The first Bible I ever used with any regularity was an NIV. The small Christian school that I attended in first through fourth grade allowed us to memorize Scripture from either the NIV or the KJV, and I went with the NIV since it was the pew Bible at my church. When I was in high school and began to get “serious” about Bible study, I made the switch over to the NASB. I also used other translations, including the NIV, NKJV, and KJV. In the church circles I was running in, literal was best. And it didn’t get more literal than the NASB.
I got a lot of mileage out of the NASB, and in fact I still have the leatherbound, ultrathin reference edition that my future wife gave me for my birthday in 1998, all marked up from my first couple of years in Bible college.

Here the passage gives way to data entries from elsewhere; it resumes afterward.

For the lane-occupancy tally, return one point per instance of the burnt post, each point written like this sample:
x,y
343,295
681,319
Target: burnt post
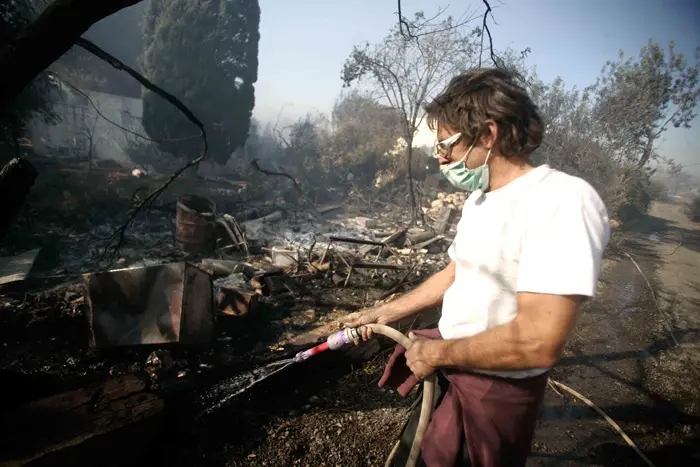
x,y
16,179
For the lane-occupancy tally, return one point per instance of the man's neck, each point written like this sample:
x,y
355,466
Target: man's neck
x,y
503,171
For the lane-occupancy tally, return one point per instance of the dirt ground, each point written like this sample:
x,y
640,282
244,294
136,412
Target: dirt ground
x,y
622,356
635,353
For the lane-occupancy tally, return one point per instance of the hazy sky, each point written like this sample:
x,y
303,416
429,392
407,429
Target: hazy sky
x,y
303,45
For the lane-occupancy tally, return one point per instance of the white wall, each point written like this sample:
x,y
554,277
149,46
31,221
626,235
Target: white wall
x,y
80,120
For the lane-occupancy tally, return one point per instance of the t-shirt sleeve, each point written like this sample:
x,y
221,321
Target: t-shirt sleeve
x,y
561,254
452,250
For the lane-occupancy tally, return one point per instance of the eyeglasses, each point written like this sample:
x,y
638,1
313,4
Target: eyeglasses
x,y
442,147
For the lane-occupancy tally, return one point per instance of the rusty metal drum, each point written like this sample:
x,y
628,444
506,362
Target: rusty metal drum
x,y
194,224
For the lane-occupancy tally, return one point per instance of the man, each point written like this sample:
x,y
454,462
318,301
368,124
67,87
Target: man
x,y
526,255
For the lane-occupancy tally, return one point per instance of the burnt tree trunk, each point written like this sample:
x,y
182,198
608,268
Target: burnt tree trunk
x,y
16,178
41,43
409,174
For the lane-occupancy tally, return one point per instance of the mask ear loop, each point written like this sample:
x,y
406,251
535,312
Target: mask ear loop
x,y
488,154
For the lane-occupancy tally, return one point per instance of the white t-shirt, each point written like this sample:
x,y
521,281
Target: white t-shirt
x,y
544,232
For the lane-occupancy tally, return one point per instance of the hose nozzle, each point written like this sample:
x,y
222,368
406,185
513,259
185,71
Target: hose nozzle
x,y
334,341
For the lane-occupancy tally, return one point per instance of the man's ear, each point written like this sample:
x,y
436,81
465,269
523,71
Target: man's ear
x,y
490,134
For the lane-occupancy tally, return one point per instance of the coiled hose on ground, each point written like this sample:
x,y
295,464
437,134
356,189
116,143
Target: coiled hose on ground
x,y
426,411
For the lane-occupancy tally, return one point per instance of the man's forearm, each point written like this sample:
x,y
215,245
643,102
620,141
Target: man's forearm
x,y
427,295
507,347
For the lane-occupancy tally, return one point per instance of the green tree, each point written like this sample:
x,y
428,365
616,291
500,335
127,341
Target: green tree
x,y
406,71
637,100
33,101
206,52
363,131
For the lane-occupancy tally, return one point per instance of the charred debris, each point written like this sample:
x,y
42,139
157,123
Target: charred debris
x,y
202,288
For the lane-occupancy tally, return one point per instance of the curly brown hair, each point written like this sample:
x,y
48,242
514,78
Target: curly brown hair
x,y
477,95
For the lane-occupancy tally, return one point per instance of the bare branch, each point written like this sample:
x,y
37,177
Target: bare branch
x,y
114,241
485,27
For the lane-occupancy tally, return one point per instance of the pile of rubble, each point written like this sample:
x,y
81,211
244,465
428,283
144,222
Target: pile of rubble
x,y
445,200
193,299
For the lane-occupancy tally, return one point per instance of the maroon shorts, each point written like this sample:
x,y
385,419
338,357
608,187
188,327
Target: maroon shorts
x,y
480,421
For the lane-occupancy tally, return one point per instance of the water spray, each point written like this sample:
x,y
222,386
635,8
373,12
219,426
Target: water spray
x,y
350,335
334,342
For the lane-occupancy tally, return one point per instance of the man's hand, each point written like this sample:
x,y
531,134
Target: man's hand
x,y
419,357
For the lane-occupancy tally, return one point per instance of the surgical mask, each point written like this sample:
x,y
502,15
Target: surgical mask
x,y
466,179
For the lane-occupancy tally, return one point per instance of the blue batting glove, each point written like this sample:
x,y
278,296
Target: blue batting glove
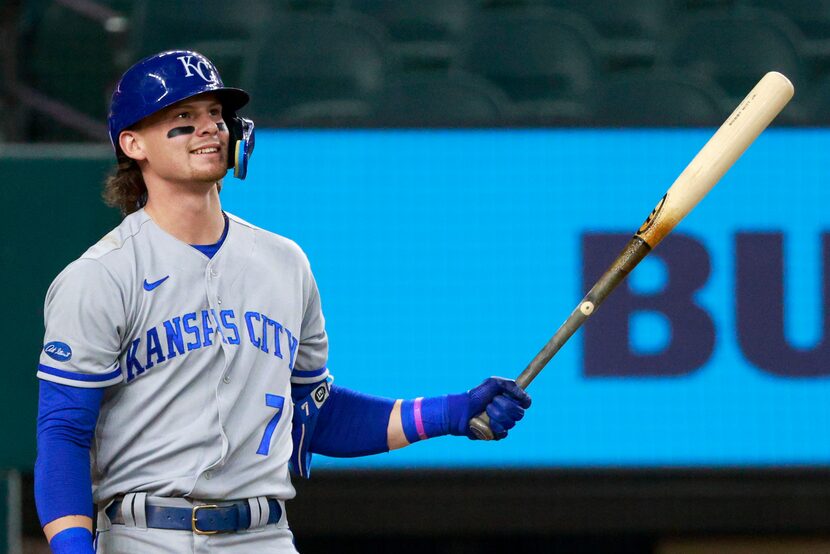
x,y
502,399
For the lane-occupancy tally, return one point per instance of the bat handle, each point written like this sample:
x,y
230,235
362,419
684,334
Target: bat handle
x,y
480,427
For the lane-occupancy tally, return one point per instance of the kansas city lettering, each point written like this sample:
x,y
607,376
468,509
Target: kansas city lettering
x,y
195,330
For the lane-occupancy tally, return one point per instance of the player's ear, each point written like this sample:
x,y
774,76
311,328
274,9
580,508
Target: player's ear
x,y
132,145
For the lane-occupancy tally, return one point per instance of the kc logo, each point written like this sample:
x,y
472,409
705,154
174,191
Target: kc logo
x,y
201,68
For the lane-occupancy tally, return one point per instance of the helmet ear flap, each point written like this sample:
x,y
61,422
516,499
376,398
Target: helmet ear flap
x,y
240,144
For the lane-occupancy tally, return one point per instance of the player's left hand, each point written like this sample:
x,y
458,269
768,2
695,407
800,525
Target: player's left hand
x,y
503,400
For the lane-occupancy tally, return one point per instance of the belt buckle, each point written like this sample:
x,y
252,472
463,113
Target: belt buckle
x,y
193,525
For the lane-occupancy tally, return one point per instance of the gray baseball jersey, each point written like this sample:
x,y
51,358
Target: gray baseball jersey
x,y
197,356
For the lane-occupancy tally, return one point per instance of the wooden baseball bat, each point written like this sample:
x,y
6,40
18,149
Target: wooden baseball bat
x,y
763,103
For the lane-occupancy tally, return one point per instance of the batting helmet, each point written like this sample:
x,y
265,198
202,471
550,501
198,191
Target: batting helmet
x,y
163,79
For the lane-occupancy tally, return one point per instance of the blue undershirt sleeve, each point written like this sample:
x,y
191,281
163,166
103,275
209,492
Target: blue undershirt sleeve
x,y
352,424
65,426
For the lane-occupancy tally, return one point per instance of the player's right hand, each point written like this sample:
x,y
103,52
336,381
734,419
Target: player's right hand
x,y
502,399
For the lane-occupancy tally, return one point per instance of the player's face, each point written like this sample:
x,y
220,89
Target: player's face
x,y
187,142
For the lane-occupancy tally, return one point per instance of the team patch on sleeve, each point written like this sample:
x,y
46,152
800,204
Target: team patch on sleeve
x,y
58,350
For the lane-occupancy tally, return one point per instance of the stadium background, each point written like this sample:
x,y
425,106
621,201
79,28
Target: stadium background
x,y
457,170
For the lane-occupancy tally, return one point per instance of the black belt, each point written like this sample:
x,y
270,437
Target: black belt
x,y
207,519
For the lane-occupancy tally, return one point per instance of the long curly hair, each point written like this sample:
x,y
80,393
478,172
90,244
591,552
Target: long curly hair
x,y
125,189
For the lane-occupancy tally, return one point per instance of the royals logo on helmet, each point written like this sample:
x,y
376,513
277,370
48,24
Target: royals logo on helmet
x,y
200,68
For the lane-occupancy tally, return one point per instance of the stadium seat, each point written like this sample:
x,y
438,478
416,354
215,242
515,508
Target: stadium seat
x,y
736,48
316,58
630,30
811,16
816,106
658,98
321,6
326,114
224,30
533,54
438,101
423,32
71,60
813,20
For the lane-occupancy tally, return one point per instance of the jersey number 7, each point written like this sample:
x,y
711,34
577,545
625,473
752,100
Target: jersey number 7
x,y
272,401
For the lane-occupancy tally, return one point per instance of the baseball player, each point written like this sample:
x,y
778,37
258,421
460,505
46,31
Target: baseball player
x,y
184,370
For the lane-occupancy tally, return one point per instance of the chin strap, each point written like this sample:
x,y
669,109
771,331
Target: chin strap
x,y
241,131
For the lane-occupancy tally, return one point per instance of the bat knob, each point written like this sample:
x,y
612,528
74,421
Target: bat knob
x,y
480,428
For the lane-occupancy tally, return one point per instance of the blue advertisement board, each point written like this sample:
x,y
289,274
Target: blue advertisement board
x,y
446,256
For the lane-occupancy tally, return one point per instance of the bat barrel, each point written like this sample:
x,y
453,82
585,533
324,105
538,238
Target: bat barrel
x,y
763,103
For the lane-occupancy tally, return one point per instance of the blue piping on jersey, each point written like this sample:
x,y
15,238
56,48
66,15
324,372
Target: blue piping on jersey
x,y
78,376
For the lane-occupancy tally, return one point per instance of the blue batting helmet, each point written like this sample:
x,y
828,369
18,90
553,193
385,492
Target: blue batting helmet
x,y
163,79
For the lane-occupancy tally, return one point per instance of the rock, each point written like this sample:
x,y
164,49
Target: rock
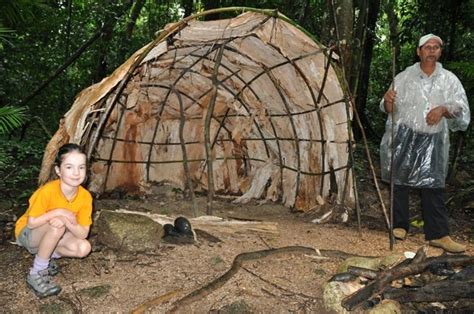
x,y
96,291
128,232
386,307
335,292
234,308
374,263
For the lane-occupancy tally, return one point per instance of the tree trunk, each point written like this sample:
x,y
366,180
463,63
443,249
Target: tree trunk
x,y
188,6
361,67
132,20
212,4
107,34
340,20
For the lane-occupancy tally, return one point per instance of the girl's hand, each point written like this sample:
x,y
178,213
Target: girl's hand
x,y
56,222
70,216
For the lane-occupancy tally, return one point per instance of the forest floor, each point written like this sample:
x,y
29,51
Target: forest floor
x,y
115,282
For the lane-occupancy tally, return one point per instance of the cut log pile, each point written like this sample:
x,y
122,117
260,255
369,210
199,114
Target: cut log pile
x,y
442,278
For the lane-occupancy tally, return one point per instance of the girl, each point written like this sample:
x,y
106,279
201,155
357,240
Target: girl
x,y
57,221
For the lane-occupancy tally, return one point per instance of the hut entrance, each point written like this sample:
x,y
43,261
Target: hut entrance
x,y
249,106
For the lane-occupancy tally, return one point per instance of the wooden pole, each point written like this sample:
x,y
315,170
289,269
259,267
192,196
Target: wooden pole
x,y
207,131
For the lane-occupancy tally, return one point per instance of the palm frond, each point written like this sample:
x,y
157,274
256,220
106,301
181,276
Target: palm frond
x,y
11,118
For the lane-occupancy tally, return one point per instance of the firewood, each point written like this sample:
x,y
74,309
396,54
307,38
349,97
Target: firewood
x,y
378,286
440,291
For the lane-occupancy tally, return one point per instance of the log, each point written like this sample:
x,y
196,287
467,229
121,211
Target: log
x,y
378,286
364,272
440,291
212,224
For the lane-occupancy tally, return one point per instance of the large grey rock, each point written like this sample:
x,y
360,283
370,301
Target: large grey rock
x,y
335,292
387,307
374,263
128,232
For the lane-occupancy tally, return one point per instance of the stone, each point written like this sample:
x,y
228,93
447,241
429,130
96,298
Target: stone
x,y
128,232
386,307
335,291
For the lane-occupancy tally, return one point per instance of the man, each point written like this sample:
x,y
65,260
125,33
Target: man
x,y
426,101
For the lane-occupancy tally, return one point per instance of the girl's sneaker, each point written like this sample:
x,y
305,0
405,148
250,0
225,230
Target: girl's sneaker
x,y
53,268
42,285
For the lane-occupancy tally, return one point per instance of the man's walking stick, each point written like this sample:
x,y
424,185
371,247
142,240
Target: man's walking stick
x,y
392,152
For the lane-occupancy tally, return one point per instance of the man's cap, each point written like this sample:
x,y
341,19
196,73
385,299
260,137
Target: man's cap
x,y
427,37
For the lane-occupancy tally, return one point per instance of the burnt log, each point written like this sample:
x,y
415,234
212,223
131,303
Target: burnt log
x,y
378,286
440,291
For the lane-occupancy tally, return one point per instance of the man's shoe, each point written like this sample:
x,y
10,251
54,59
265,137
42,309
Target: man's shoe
x,y
42,285
53,268
447,244
399,233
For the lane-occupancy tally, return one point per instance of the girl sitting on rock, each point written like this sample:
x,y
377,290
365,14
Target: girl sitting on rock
x,y
57,221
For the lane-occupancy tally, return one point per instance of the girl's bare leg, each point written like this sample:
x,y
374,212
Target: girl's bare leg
x,y
46,238
71,246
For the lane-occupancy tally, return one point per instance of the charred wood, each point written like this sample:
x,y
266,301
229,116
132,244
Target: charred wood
x,y
377,287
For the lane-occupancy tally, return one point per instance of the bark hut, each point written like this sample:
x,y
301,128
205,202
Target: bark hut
x,y
279,124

I don’t remember when I first learned about the NLT, but I do remember when my wife discovered it. She was in a study group, reading through the entire Old Testament for a survey class in our first semester at Moody Bible Institute. One of her friends had an NLT, and the group quickly decided to simply pass the NLT around rather than having everyone read from their own translation. She took note and made sure that her next Bible purchase would be an NLT. Despite her enthusiasm, I still wasn’t convinced, and I stayed with the NASB. This was in the fall of 1998, and she has been an NLT gal ever since.
The first time I actually used the NLT for more than checking a verse occasionally was in the spring of 2001, when my wife and I led an evangelistic Bible study through the Gospel of John. Everyone in our college ministry was able to invite their friends to come and read through John together, one chapter each week, to discover Jesus for themselves. We chose the NLT as our group text, and the church generously provided a complete copy of the NLT for everyone that attended the study. It was a fun, and fruitful, experience.
While we were leading this group through John, I was also flexing my new–and still somewhat awkward–Greek skills by translating through myself, along with the NLT, NASB, NIV, and D.A. Carson’s commentary. I certainly didn’t agree with the NLT everywhere, but often I found that I agreed with the NLT over against another translation in a particular reading. By the end of the 21-week session, I was quite pleased with the NLT. I still didn’t switch to it as my primary Bible translation, but I had very positive feelings about it. In fact, we used it again for a new group the next year.
Through my study of Greek, I spent a lot of time in class and on my own thinking and reading about translation and language. More and more, I became disillusioned with the way I used to read a “literal” translation, under the impression that I had virtually unfettered access to the Greek and Hebrew original. As a result, I was “converted,” and became a very strong advocate of dynamic equivalency. I returned “home” to the NIV, looking forward to the publication of the TNIV.
At this point, I went through a stage in my journey where I was harshly critical of more formal translations. I took every opportunity to criticize the “poor English” of the NASB. I was vocally critical of the “essentially literal” argument surrounding the (then) new ESV. This was a time when my voice was changing, and I probably should have kept my mouth shut.
In retrospect, I realize that the problem was with the way I had understood the NASB, not the translation itself. I was overconfident in the ability of any English translation to give me a transparent view of the original text, right down to words and grammar. I took my erroneous assumptions about how to use such a translation and compounded the error by blaming the translation itself.
I was just getting settled with using the TNIV when I became aware of an open position on the Bible editorial team here at Tyndale House Publishers. My wife had been using the NLT as her primary Bible (and therefore my secondary Bible) for several years, and so I was excited by the opportunity. I came in for my interview and was surprised to learn that the NLT had received a facelift. In 2004, a second edition had been released, of which my wife and I were completely unaware. We had been reading the 1996 edition. I left that interview with a copy of the new edition and burgeoning interest in the NLT.
I went home that afternoon and spent several hours poring over the NLT second edition: comparing specific passages with the 1996 edition (and my TNIV), reading Galatians straight through, checking individual verses against the Greek and Hebrew, noticing that poetry was now set as poetry, etc. I was impressed. It seemed like every verse had been gone over with a fine-toothed comb and improved where necessary. Whether I got the job or not, I became an “NLT guy” on that day.
The picture on this post is of my Bible shelf at work, and you can probably identify several of the Bibles I mentioned thoughout the post. I carry an NLT and my Reader’s Greek NT to church with me on most Sundays (so they’re not in the picture), but I also make regular use of the NRSV, I listen the the TNIV on my iPod, and I read the KJV in my pocket edition of the 1662 Book of Common Prayer. So even if I am an NLT guy, I’m not an NLT-Only guy.